10 mai 1981 : la gauche gagnait... Par Laurent Joffrin
Retour sur la victoire de F Mitterrand avec un texte du patron du journal Libération que j'ai croisé à Saint Etienne. Avec ce retour dans le passé on comprend sans doute qu'il manquait un élément lors de la victoire de François Hollande en 2012: la ferveur.
C'était au temps où la gauche chantait. C'était au temps de l'espoir, au temps de la victoire. A cette époque, la gauche gagnait. C'était au siècle dernier...
Le signal fut bizarre, saccadé, électronique. Un Mitterrand en pointillé qui s'imprimait sur les écrans du 20-Heures, comme un fantôme géométrique. Et pourtant ce fut le signal d'une libération.
Aussitôt une rumeur résonna. Une foule se rassembla au hasard, sur les places et dans les avenues, à la Bastille et ailleurs. Point de drapeaux rouges ni de poings levés : treize ans après Mai-68, avec la montée en puissance d'une Union de la Gauche qui promettait une autre société, le fond de l'air était rouge ; mais la vague électorale était rose.
Le PS dominait la coalition qui portait Mitterrand à l'Elysée. On resterait dans le cadre raisonnable de la réforme, conformément aux traditions républicaines. Ce ne fut pas une révolution mais une réconciliation.
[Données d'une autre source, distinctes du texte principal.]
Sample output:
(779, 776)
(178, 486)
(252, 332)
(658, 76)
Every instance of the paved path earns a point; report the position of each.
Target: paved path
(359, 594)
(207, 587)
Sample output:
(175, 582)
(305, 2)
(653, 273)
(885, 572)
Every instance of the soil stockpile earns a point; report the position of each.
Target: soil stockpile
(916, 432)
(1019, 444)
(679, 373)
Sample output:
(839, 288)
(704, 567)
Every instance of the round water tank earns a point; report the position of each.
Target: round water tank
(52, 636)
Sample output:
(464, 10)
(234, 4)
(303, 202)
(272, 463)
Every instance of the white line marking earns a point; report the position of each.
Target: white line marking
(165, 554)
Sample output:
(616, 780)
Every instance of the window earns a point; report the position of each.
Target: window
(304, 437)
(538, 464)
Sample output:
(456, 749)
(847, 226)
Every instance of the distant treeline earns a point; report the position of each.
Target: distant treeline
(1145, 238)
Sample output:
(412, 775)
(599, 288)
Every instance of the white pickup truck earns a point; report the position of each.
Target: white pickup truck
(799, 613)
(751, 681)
La moitié de la France jusque-là tenue hors les murs accédait au coeur du pouvoir. Un peuple exclu de la représentation trouvait dans cette élection un surcroît de dignité. Ainsi pendant cette soirée noyée de trombes d'eau, "la Marseillaise" chantée jusqu'à l'épuisement fut le seul hymne de la revanche. Quoi qu'il se passerait ensuite, on ne pourrait oublier ce délicieux instant, ce quart d'heure d'illusion lyrique, ce moment de fraternité.
Ferveur, élément décisif
Pourquoi cette victoire, si improbable un an plus tôt ? Comment la comprendre, comment, à plus de trente ans de distance, en tirer une leçon ?
Il y eut un élément décisif, qui manque aujourd'hui et sans lequel la gauche risque fort de rater, une nouvelle fois, l'échéance historique : la ferveur.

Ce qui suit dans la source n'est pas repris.